Period Leave: Is it against right to equality?

PERIOD LEAVE: IS IT AGAINST RIGHT TO EQUALITY?

Period is something that is still a taboo in our society. This topic is untouched to be discussed in public, but why is it so? It is because women themselves refrain themselves from discussing about it. Period, scientifically known as menstruation is a natural process that occurs every month in a woman’s body and there is definitely nothing to be ashamed of; all of this is just easy to pen down in words, but in practicality, in India, till date this topic is not heavily discussed about.

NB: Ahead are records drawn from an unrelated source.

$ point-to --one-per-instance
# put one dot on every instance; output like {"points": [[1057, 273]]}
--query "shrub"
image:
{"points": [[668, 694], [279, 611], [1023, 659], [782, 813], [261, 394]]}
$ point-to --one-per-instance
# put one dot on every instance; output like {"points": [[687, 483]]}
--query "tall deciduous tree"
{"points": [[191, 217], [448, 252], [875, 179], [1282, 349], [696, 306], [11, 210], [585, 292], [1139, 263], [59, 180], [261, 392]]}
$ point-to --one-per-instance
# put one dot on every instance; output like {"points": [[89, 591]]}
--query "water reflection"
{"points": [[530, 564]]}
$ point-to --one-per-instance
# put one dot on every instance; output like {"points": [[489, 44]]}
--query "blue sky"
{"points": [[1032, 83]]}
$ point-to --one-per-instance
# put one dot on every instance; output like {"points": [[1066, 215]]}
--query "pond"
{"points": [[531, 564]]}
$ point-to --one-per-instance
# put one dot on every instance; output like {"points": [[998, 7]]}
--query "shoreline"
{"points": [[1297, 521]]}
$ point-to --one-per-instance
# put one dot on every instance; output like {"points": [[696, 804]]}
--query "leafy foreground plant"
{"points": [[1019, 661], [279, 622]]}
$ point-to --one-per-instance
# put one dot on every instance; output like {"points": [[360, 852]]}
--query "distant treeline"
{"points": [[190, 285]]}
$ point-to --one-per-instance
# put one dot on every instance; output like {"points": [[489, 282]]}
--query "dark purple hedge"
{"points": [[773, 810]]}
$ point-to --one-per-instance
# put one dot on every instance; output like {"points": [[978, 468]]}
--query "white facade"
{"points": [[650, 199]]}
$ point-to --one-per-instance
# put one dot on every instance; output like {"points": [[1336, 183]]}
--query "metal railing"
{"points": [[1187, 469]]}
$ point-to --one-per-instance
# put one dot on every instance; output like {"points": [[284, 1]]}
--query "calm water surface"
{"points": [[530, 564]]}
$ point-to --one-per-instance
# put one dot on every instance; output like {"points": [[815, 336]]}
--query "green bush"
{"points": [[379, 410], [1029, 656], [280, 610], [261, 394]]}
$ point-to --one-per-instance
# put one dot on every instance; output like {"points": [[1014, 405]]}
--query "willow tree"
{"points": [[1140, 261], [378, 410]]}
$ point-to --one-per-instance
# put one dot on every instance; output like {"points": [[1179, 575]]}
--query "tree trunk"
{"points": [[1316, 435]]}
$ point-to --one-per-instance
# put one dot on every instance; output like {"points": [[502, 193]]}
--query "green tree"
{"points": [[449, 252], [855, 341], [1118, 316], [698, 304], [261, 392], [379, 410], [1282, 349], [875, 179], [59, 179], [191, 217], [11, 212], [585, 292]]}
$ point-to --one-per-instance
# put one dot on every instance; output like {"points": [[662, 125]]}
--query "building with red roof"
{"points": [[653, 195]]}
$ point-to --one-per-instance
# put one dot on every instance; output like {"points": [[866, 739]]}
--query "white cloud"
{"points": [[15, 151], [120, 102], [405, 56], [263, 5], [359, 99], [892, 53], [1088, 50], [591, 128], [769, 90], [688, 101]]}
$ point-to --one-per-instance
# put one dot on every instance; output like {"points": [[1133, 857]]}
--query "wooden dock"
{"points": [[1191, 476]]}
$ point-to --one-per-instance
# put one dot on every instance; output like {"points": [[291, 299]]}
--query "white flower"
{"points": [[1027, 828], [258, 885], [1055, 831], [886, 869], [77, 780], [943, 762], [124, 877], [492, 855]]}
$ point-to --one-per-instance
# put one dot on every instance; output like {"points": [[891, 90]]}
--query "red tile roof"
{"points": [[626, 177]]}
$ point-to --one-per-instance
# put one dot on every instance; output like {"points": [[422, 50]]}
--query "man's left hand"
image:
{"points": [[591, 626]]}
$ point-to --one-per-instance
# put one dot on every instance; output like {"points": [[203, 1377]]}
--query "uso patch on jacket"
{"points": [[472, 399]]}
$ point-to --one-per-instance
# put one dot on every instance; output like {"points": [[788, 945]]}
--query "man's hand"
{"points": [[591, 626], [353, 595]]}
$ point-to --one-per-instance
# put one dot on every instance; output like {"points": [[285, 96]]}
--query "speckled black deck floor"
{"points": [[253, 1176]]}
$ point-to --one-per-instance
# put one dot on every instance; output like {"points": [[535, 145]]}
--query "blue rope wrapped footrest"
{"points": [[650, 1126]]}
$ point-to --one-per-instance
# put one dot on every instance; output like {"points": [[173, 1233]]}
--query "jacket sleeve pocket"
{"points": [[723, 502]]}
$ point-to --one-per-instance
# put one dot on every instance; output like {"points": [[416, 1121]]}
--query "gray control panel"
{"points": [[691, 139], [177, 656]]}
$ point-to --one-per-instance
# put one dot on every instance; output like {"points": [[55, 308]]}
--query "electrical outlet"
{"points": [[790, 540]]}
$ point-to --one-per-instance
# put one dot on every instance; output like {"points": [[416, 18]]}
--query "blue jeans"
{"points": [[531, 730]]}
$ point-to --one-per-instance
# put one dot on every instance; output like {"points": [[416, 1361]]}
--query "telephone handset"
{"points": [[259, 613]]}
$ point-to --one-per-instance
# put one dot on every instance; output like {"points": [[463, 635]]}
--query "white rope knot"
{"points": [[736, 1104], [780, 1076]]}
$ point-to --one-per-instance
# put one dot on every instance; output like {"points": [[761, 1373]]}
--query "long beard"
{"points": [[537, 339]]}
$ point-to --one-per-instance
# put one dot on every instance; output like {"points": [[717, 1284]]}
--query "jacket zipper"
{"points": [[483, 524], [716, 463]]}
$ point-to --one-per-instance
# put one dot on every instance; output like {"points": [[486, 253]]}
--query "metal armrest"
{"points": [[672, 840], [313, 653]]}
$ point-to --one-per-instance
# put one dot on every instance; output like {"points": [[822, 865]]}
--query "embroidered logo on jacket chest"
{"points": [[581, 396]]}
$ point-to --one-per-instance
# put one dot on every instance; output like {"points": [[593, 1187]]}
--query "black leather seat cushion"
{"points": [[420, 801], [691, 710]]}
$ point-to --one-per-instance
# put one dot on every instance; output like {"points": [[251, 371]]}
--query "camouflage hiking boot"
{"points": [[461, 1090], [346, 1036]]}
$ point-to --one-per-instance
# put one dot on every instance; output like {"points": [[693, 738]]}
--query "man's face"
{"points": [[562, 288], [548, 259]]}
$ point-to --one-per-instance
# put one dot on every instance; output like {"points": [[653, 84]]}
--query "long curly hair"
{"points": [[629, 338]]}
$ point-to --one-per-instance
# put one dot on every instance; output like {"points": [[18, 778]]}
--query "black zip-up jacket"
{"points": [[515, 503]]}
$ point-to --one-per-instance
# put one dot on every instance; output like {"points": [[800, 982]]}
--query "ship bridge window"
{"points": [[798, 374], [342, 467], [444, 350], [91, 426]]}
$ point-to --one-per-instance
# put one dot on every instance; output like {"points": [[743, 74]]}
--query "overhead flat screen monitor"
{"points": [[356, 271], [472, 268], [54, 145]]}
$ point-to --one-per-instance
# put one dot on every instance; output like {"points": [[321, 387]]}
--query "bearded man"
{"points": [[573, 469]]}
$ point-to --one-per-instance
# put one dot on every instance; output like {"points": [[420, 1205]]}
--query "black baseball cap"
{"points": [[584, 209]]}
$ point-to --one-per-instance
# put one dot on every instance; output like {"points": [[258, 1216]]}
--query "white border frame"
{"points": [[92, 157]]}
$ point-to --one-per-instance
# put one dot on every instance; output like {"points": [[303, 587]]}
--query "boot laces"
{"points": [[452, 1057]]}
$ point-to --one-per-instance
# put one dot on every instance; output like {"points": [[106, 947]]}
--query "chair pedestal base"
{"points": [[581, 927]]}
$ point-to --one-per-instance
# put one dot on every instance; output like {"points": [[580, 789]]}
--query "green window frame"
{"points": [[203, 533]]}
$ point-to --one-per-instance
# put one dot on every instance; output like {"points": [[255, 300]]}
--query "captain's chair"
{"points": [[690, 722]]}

One step ahead was taken by Zomato – an Indian restaurant aggregator and food delivery start-up when they announced another category of ‘leave’ called the ‘period leave’ wherein a woman can rightfully avail up to 10 leaves in a year. This attracted a lot of feedbacks, some good some bad, on the internet. There were some people welcoming this move, and some being against it.

Let us examine how this step taken by them is not against the Right to Equality under the Indian Constitution, as this is the common reason for which this move is not appreciated by many.

RIGHT TO EQUALITY- ARTICLE 14 OF THE INDIAN CONSTITUTION

This means that every person, who lives within territory of India, has the equal right before the law. the meaning of this all are equal in same line. No discrimination based on religion, race, caste, sex, and place of birth. its mean that all will be treated as equality among equal and there will be no discrimination based on lower or higher class. Article 14 reads as under: The State shall not deny to any person Equality before the law or the equal protection oflaws within the territory of India. Article 14 does not mean that all laws must be uniform and must universally be applicable. It only prohibits improper and individual distinctions created by conferring Rights or privileges upon a particular group to the exclusion of other group without any valid reason. Equal protection of the laws must mean the protection of equal laws for all persons similarly situated. This principle has been reiterated by the Supreme Court in M.G. Badappanavar v. State of Karnataka AIR 2001 SC 260 case in the following words “Equality is a basic feature of the Constitution of India and any treatment of equals unequally or unequal as equal will be violation of the basic structure of the Constitution of India.”

See also  Doctorine of Equivalance and Prior History Estoppel

The decision have established certain important principles which further elucidate the scope of permissible classification. These may be stated as: (a) A law may be constitutional even though it relates to a single individual if, on account of some special circumstances, or reasons applicable to him and not applicable to others, that single individual may be treated as a class by himself, (b) There is always a presumption in favour of the constitutionally of an enactment and the burden is upon him who attacks it to show that there has been a clear transgression of the Constitutional principles. The person, therefore, who pleads that Article 14 has been violated, must not only has he been so treated differently from others but he has been so treated from persons similarly circumstanced without any reasonable basis and such differential treatment has been unjustifiably made. Moreover, in E.P Royappa v. State of Tamil Nadu AIR 1974 SC 555, the Supreme Court challenged the traditional concept of equality which was based on reasonable classification and has laid down that "equality is a dynamic concept with many aspects and dimensions and it cannot be cribbed, cabined and confined with in traditional doctrinaire limits.

Thus, at this juncture we have to look at the other provisions that have to be read along with Article 14 and cannot be termed as a contravention. Article 14 is a general provision and has to be read subject to the other provisions included within the Part on Fundamental Rights.

Article 15 (3) gives the power to make special provisions for women and children in order to protect them from the controls of formal equality. One may wonder that this legislation is carte blanche (complete freedom to act as one wishes) to impose differential benefits and supposedly to the advantage of women at the cost of burdening men, but it is justified as it recompenses for early injustice met by women and children at the hands of a male-dominated society. Right to free and compulsory education for children under the age of 14 years, the Maternity Benefit (Amendment) Act 2017, Sexual Harassment at Workplace Act etc. are some of the best examples of such provisions. Hence, any law-making special provision for women (or children) under Art. 15 (3) cannot be challenged on the ground of contravention of Art. 14 as also held by the Supreme Court in Yusuf Abdul Aziz v. State of Bombay AIR 1954 SC 321.

See also  THE EPIDEMIC DISEASE ACT- 1897: NEW EPIDEMIC DISEASE ORDINANCE, 2020 WHICH AMENDS 123 YEARS OLD LEGISLATION

CONCLUSION

Thus, as per me, the period leave initiative is definitely not violating the constitutional provisions. Certain aspects cannot be looked at an equality perspective, but with the vision on change and development in the sector if welfare for women. This leave can be availed by women who genuinely need it and in return their respect and contribution to the workplace will also be better which will ensure efficiency in the workplace. This move is welcomed by me and many other women who have faced such problems in general and we hope that this is continued by other organizations as well as a part of their welfare initiatives for the women, it will not only give them a sense of relief but also would encourage other women to work better.